En l’espèce, la société Reuilly Immobilier soutient que les condamnations ont été prononcées sur la base d’un salaire brut mensuel de 6 514,99 euros, alors qu’il s’agirait en réalité du salaire brut trimestriel, le véritable montant devant être retenu étant un salaire brut mensuel de 1 829,15 euros, les bulletins de salaires ne correspondent pas à une période d’un mois mais de trois mois, voire deux mois s’agissant du bulletin de paie d’octobre et novembre.
Monsieur [S] objecte que son salaire de base a été justement calculé par la cour sur la base du salaire fixe augmenté des commissions.
Cependant, alors que le contrat de travail conclu entre les paries ne prévoyait qu’une rémunération exclusive sous forme de commissions, assortie d’une garantie minimale de rémunération, il résulte de l’examen des bulletins de paie produits par les parties, ainsi que des décomptes de commissions produits par le salarié, que son salaire brut mensuel le plus favorable entre celui des trois derniers mois et celui des douze derniers mois s’élève effectivement à 1 829,15 euros.

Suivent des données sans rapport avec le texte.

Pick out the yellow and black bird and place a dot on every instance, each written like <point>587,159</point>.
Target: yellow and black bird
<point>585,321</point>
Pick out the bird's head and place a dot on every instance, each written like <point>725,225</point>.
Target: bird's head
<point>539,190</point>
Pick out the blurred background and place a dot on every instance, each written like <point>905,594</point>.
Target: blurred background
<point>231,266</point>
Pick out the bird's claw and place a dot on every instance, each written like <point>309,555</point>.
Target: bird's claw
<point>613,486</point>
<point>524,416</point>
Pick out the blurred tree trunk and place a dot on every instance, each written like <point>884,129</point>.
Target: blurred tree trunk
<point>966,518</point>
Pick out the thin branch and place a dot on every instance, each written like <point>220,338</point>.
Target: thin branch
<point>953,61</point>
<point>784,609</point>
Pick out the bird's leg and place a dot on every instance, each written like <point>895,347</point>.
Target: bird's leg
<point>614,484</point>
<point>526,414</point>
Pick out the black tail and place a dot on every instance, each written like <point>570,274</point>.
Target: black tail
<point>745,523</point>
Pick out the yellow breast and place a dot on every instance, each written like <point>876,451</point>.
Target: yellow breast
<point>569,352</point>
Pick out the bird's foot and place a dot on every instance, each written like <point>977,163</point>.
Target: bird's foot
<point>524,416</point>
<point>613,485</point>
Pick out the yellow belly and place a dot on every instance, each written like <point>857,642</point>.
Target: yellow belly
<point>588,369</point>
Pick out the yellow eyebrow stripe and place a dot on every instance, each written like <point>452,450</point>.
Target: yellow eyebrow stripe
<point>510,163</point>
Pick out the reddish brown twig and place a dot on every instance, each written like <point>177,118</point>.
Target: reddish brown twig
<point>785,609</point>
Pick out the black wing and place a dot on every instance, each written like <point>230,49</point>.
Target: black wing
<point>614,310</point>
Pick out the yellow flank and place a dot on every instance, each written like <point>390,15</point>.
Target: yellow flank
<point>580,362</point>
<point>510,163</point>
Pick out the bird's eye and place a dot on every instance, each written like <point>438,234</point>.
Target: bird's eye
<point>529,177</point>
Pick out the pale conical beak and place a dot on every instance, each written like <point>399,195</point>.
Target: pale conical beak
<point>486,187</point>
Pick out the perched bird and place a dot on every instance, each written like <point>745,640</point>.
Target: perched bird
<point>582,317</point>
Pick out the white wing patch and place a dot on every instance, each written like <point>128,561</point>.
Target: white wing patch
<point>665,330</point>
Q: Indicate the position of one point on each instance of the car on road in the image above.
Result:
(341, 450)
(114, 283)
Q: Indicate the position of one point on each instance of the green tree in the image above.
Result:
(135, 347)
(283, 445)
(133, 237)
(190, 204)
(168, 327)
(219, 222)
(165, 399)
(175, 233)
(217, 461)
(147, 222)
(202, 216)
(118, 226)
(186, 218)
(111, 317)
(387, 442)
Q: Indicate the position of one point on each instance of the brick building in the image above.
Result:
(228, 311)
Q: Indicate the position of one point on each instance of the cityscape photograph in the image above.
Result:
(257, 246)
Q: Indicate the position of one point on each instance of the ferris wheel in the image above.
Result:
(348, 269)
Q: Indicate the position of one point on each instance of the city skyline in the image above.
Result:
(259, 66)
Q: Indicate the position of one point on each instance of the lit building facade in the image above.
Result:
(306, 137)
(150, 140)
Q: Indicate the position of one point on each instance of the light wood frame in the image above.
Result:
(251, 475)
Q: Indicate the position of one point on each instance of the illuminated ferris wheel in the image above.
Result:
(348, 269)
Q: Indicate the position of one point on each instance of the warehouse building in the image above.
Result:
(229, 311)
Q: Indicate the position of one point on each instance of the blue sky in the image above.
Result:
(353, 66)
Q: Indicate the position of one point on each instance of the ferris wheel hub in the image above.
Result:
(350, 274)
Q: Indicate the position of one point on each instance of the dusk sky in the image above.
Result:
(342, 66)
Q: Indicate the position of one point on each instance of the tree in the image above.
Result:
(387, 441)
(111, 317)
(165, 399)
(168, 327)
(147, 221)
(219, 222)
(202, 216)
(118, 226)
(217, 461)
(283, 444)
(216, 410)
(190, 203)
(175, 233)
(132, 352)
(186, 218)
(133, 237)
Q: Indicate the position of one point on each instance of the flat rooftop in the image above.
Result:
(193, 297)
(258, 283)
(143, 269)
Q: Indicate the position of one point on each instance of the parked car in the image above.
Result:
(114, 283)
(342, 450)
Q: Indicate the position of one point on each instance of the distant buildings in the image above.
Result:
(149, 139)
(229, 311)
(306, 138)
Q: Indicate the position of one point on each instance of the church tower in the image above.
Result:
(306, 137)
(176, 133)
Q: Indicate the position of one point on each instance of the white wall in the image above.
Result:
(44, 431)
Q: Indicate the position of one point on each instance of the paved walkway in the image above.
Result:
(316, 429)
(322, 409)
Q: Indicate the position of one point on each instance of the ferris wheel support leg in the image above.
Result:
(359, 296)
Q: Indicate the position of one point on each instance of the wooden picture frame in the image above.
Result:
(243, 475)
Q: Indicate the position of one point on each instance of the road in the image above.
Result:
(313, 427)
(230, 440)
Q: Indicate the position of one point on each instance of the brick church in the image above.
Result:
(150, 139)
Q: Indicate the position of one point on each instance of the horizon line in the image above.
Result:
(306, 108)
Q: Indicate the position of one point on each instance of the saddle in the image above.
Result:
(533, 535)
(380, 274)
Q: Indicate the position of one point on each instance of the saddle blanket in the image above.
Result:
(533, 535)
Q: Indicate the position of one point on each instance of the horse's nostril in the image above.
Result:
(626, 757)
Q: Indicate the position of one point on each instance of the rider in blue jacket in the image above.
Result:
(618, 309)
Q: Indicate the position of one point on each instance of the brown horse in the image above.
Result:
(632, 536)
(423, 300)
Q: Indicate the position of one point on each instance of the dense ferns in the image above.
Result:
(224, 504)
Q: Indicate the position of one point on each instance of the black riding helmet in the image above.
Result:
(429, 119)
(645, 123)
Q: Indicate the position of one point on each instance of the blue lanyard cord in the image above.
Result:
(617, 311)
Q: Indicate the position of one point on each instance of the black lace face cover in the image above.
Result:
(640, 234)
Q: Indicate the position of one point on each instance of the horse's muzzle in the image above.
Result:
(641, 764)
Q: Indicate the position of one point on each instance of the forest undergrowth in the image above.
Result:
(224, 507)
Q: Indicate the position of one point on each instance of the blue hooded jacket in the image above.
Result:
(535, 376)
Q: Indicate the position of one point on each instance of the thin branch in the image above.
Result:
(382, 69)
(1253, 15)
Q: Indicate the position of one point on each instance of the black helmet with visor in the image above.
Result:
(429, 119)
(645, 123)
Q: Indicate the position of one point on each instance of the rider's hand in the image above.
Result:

L’arrêt comporte donc une erreur matérielle relative au salaire de base, qui influe sur les montants de l’indemnité pour licenciement sans cause réelle et sérieuse et de l’indemnité légale de licenciement, qu’il convient en conséquence de rectifier en proportion du quotient entre le salaire de base retenu par erreur et le salaire rectifié, soit :
— Indemnité pour licenciement sans cause réelle et sérieuse : 70 000 / 6 514,99 x 1 829,15 = 19 653,21 €
— Indemnité légale de licenciement : 29 124,50 / 6 514,99 x 1 829,15 = 8 177 €
PAR CES MOTIFS
La cour, statuant par arrêt contradictoire mis à disposition au greffe,
Rectifie ainsi qu’il suit l’arrêt du 20 septembre 2023 :
— Page 6 (paragraphes 7 et 13) , le nombre 1 829,15 doit remplacer le nombre 6 514,99 ;
— Page 6 et 9 (dispositif), le nombre 19 653,21 doit remplacer le nombre 70 000 € ;
— Page 6, 7 et 9 (dispositif), le nombre 8 177 doit remplacer le nombre 29 124,50 ;
Dit que la présente décision sera mentionnée sur la minute et sur les expéditions de l’arrêt ainsi rectifié.